Grade 12 Motion Problem Question

[socialfox1]

Hi there everyone, I just finished this question but have no idea whether it is right or wrong. I have attached a picture of my work and so can anyone just look it over and see if it is correct please? I've uploaded the question sheet (focus on number 4 only) and my answer to number 4.

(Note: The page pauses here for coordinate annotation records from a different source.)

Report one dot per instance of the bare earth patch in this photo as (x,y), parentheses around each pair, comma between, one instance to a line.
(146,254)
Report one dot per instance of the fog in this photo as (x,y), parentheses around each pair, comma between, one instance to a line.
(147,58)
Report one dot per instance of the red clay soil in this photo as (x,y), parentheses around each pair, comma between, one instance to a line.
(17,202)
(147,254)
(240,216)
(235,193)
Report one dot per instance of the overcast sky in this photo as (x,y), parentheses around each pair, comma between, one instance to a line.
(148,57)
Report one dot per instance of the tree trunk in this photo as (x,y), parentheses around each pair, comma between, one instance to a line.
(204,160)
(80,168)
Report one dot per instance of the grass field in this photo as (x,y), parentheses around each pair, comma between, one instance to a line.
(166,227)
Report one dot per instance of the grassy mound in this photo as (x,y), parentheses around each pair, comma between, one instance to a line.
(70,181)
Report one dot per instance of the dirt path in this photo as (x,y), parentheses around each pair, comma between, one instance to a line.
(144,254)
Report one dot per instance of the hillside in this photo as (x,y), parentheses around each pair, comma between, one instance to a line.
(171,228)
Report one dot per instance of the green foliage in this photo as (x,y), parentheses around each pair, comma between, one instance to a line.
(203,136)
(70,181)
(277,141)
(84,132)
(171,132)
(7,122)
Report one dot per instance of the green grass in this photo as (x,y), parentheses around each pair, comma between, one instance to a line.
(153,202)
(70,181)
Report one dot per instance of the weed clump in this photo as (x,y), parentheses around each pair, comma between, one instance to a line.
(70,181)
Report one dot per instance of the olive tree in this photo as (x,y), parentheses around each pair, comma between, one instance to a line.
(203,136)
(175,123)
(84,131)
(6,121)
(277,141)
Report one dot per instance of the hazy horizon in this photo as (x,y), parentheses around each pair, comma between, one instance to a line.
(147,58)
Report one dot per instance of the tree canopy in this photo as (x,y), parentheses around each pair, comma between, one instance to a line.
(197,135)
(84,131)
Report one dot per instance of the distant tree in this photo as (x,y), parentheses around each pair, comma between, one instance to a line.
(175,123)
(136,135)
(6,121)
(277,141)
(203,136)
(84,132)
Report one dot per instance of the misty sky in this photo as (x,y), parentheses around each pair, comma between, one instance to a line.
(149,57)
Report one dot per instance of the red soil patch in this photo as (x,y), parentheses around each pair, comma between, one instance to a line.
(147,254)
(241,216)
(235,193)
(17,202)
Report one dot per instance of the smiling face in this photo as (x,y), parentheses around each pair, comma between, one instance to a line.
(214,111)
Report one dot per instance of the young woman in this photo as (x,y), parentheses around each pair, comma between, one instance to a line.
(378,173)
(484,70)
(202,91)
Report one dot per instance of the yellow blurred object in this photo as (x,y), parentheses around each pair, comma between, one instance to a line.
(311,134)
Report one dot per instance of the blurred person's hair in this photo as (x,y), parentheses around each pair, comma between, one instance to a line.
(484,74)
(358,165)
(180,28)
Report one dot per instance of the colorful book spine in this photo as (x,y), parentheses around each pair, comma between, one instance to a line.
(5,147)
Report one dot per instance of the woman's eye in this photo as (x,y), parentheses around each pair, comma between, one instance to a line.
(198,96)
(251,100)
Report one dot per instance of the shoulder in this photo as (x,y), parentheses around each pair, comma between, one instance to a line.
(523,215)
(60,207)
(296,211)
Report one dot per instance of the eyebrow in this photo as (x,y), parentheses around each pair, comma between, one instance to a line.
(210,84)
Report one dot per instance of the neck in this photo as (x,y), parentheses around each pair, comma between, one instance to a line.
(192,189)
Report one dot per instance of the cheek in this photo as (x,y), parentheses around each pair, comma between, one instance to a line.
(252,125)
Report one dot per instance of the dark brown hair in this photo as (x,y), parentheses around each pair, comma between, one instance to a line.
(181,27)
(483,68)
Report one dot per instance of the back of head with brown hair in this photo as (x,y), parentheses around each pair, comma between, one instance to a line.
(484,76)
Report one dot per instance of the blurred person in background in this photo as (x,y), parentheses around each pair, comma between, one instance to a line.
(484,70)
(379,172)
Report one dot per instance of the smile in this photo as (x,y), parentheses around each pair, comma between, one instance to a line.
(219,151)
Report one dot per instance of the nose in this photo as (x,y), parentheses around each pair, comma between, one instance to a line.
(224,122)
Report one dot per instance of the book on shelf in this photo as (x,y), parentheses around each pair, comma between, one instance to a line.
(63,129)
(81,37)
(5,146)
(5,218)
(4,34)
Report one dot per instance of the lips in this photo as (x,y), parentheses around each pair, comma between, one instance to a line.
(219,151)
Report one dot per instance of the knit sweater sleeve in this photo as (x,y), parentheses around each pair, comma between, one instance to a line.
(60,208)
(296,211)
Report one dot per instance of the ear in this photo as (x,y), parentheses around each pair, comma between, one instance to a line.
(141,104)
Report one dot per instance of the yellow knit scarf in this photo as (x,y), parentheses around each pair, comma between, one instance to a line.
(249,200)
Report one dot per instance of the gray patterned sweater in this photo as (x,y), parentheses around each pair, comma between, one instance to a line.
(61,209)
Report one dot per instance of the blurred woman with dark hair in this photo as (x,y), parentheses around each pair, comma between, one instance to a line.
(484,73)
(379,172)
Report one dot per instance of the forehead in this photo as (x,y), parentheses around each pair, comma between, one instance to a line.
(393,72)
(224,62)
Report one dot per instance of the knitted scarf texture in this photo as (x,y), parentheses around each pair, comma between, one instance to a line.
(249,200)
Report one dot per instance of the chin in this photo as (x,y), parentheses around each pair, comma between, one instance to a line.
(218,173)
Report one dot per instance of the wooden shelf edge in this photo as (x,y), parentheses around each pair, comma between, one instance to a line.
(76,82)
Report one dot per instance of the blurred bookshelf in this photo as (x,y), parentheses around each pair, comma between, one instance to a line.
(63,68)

Thank you and have a blessed day!

 

[BvU]

Wonderful. Pick up the template and try again. Be meticulous.
And: we will try to help you. Please give us a chance.

 

[socialfox1]

Hi thanks for checking it over, any chance you can tell me where I went wrong so I can focus on that area please?

 

[BvU]

No, what I asked was: Pick up the template and try again. Be meticulous.

 

[socialfox1]

Okay, I assume you mean I had it wrong, I will try again then.

 

[BvU]

I can't for the life of me figure out if you had it right or wrong. Picking up the template means sorting out what is asked, what ammo you have to answer and what exactly you have done so far.

Homework Statement

Homework Equations

The Attempt at a Solution

PF rule is: you don't bother to help us help you, then you'll be last in line.

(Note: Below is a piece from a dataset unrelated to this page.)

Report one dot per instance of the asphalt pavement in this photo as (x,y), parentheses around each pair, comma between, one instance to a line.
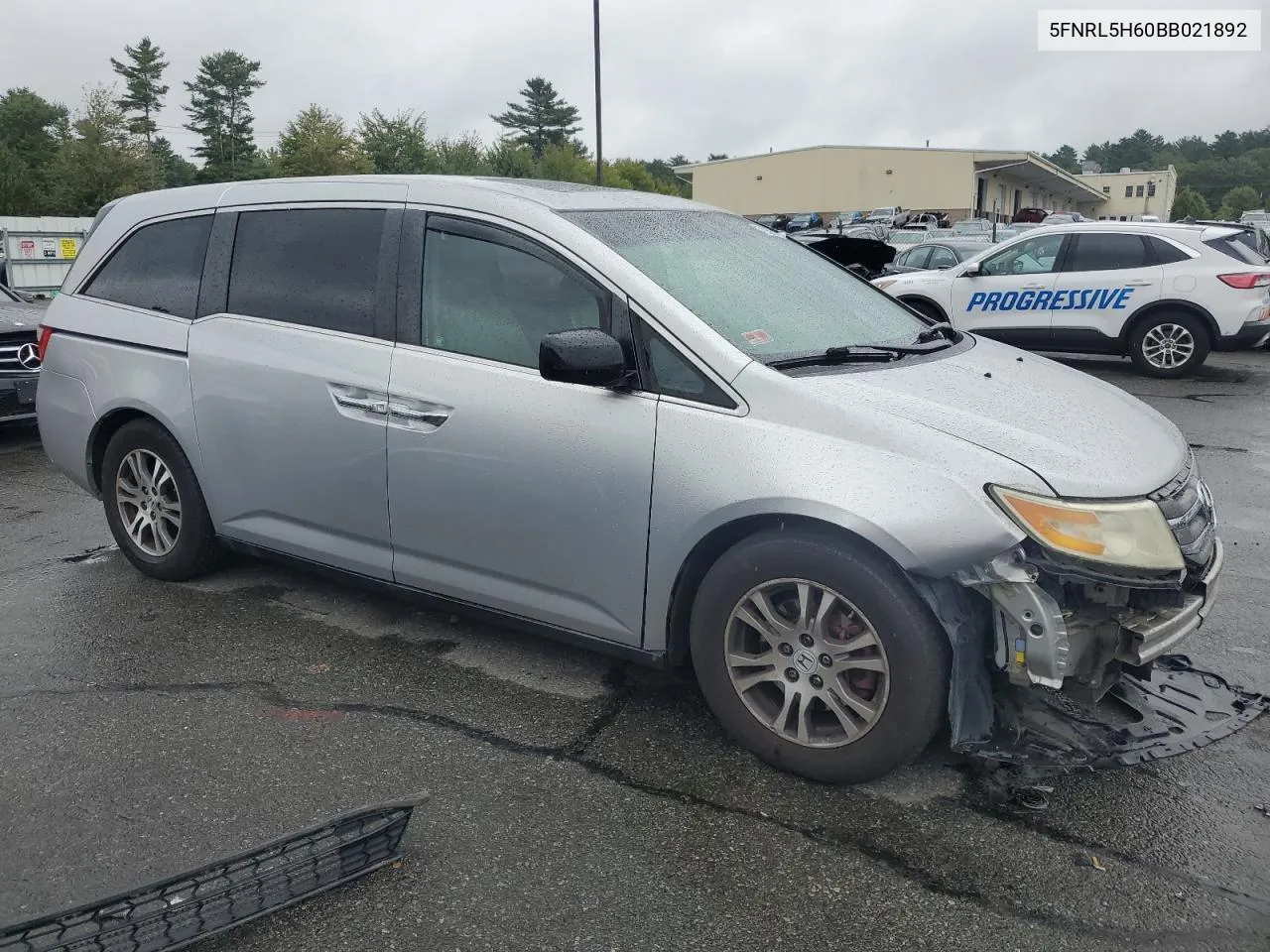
(578,802)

Please understand that from what you gave us so far it is excruciatingly difficult to understand what you are working on and where exactly you run into trouble.

And in spite of this severe response: welcome to PF. If we can, we will help.

 

[socialfox1]

Whoops, sorry about that first time here...

1. Problem:
The Gingerbread Man and the Pillsbury Dough Boy decides to settle their long standing differences on the track. Being very confident in his superior athleticism. The GBM decides to give the PDB a head start of 20m. The GBM achieves an instantaneous velocity of 10m/s. Dough boy knows he cannot beat the GBM fairly so he jumps into his Dough Mobile which accelerates at 2m/s^2. When will the GBM pass DB? What is DB's velocity when GBM passes DB? Which baked good will win the race if it is 80m long?

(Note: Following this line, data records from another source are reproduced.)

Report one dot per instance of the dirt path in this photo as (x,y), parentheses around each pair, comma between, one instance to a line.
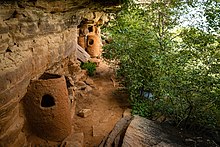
(106,103)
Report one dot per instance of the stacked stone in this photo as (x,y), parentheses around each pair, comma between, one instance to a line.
(32,39)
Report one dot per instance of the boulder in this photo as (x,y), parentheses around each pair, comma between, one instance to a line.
(143,133)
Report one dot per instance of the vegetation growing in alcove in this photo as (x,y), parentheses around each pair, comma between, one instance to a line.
(177,65)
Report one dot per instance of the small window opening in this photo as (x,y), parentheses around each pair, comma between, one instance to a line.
(47,101)
(91,41)
(90,29)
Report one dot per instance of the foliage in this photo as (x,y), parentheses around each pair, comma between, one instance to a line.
(179,67)
(90,67)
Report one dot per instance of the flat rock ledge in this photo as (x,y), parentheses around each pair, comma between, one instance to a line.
(137,131)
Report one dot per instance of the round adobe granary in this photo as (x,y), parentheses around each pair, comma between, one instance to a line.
(93,45)
(47,107)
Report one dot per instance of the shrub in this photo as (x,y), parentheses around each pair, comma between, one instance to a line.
(90,67)
(180,68)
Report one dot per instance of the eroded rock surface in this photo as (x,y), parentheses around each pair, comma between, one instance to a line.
(146,133)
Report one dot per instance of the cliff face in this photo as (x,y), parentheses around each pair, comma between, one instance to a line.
(35,36)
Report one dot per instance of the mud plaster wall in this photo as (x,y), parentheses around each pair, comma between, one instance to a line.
(34,36)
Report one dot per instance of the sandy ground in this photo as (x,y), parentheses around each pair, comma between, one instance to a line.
(107,105)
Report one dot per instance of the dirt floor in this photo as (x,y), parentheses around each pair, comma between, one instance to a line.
(106,103)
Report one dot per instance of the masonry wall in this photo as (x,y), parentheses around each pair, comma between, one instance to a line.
(34,36)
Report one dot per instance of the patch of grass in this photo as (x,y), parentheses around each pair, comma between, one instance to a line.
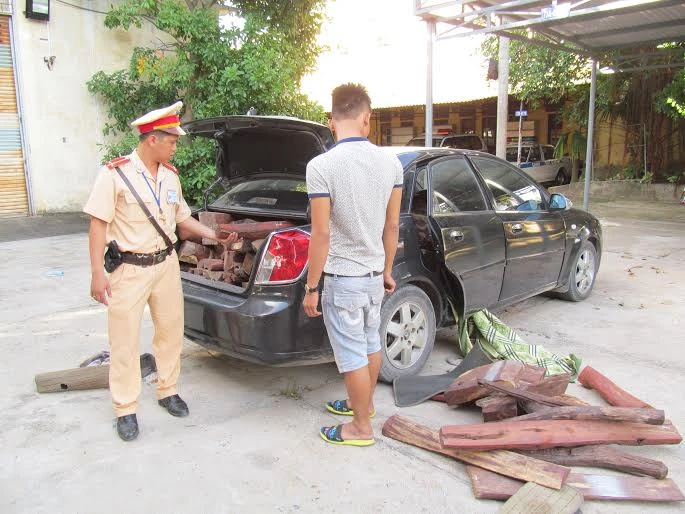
(291,390)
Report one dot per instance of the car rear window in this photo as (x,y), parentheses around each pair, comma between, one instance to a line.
(266,195)
(464,142)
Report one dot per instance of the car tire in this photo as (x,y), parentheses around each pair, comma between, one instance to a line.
(562,178)
(582,275)
(407,333)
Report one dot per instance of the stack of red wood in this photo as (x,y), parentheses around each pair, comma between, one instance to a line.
(555,430)
(232,263)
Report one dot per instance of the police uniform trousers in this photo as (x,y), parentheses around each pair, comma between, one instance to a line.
(133,287)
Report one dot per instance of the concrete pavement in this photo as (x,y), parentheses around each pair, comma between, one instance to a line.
(250,443)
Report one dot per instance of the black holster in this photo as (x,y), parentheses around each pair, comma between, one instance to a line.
(113,257)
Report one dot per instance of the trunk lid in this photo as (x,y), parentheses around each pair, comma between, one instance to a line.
(252,145)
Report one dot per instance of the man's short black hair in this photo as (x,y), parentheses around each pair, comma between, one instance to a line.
(159,133)
(349,101)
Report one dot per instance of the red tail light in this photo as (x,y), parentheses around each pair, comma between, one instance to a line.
(285,258)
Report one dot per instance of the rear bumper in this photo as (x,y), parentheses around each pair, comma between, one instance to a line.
(266,326)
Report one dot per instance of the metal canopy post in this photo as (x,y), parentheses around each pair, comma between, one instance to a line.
(590,136)
(430,23)
(502,98)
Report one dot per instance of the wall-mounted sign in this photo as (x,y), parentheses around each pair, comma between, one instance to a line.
(38,9)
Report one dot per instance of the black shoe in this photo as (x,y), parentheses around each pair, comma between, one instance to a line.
(174,405)
(127,427)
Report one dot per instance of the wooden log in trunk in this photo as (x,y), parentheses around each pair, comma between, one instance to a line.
(601,456)
(523,435)
(257,245)
(566,399)
(213,220)
(248,263)
(504,462)
(192,253)
(487,485)
(613,394)
(211,264)
(255,230)
(629,414)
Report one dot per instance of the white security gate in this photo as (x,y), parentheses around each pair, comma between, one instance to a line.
(13,191)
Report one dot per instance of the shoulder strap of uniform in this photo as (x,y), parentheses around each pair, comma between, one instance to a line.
(117,162)
(170,166)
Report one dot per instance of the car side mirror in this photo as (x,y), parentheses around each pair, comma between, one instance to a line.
(559,202)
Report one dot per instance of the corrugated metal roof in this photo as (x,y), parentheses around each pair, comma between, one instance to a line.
(452,102)
(5,56)
(597,28)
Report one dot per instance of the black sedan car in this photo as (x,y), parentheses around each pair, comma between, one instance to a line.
(475,233)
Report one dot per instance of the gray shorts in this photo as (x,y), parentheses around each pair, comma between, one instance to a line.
(352,314)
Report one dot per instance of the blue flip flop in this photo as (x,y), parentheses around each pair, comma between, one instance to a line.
(340,407)
(333,435)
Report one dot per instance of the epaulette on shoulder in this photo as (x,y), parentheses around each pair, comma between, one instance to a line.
(170,166)
(117,162)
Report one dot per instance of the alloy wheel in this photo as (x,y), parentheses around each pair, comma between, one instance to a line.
(585,271)
(405,335)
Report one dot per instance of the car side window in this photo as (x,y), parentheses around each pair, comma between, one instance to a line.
(511,190)
(548,151)
(534,155)
(454,187)
(406,188)
(419,201)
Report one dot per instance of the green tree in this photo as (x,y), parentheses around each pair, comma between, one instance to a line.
(642,99)
(215,69)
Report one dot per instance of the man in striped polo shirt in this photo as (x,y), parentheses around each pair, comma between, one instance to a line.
(355,191)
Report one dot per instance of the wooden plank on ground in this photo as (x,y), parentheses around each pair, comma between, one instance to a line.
(504,462)
(629,414)
(89,377)
(613,394)
(521,393)
(568,400)
(498,407)
(523,435)
(551,386)
(602,456)
(487,485)
(534,498)
(466,388)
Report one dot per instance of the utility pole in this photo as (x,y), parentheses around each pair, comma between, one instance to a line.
(429,82)
(502,97)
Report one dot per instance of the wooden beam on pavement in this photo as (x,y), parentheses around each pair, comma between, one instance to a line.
(504,462)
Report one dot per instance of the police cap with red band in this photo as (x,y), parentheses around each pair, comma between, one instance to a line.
(165,119)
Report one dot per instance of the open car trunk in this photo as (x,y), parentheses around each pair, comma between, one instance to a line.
(261,164)
(235,264)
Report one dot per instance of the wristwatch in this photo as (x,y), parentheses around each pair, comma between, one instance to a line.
(309,290)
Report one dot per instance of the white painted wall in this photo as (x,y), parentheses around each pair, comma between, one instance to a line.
(62,120)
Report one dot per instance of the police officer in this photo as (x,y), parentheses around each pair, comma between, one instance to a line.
(149,274)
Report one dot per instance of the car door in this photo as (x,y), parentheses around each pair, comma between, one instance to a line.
(535,236)
(472,236)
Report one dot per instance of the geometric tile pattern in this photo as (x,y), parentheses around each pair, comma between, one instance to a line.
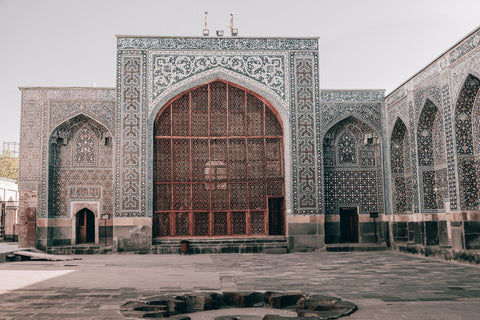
(80,166)
(131,136)
(401,172)
(177,66)
(352,171)
(431,155)
(306,188)
(467,136)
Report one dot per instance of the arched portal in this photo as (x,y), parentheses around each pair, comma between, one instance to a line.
(218,165)
(85,226)
(401,168)
(432,157)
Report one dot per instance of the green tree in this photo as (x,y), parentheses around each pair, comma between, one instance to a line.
(8,166)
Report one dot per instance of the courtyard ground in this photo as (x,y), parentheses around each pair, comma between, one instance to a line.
(384,285)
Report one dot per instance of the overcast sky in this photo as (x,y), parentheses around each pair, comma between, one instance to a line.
(364,44)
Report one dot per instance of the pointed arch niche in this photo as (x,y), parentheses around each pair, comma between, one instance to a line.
(432,158)
(401,169)
(467,134)
(352,167)
(80,166)
(218,165)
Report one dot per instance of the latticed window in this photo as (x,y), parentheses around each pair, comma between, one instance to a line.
(218,158)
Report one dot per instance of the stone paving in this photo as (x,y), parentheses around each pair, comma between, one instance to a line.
(385,285)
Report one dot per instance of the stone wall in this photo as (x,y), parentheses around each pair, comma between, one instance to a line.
(433,151)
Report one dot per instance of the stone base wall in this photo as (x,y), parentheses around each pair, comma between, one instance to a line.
(305,233)
(460,231)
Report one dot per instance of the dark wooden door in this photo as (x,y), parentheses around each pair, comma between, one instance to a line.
(349,224)
(276,225)
(85,226)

So for the variables, I have the following:
Gingerbread Man:
Delta V= 10m/s
Acceleration = 0

Pillsbury Dough Boy:
Delta Distance = 20m
Acceleration = 2 m/s^2
v1 = 0 m/s
v2 = ? Unknown

2. Homework Equations

Delta D= (v1)(delta t)+0.5(a)(delta t)^2
Delta D= (v2)(delta t)-0.5(a)(delta t)^2
a= (v2-v1)/t

3. Attempt at solutions
I've attached a picture.

I'll keep this template in mind from now on, sorry for not reading the rules.

 

[BvU]

Bravo ! Good story, pleasure to read.
Just a little more sorting out: $\Delta D$ now causes trouble. Until you're fluent with this, better use
$x(t)=x(0)+v_0\ t + {1 \over 2} a\ t^2$

For GBM this means $x(t) = v_0\ t$

For PDB you have $x(t) = {1 \over 2} a\ t^2$

For the thrilling moment of overtaking you have GBM x(t) = PDB x(t) from which you can extract t.

The the x(t) expressions tell you where that happens, which isn't explicitly asked for. But remember the value.

Your other relevant equation is $v(t) = v_0 + a\ t$ right ? The cheat PDB starts at velocity zero so with t known you know the second answer.

For the third answer you say one thing if the x value you noted down is less than 80, the other if it is more. If it is exactly 80, the race is a draw, but I don't expect that!

Good luck and if you catch up with them, bon appetit!

 

[haruspex]

I doubt you're supposed to be solving this using tables of speeds and distances after various times. That's prone to granularity errors. You need to develop the equations.
At time t, how far has GBM gone? At time t, far has PDB gone? What equation can you write to express that GBM catches up with PDB at time t?
(Best practice is to work entirely symbolically, only plugging in numbers at the final step. You need different symbols to represent the given numbers.)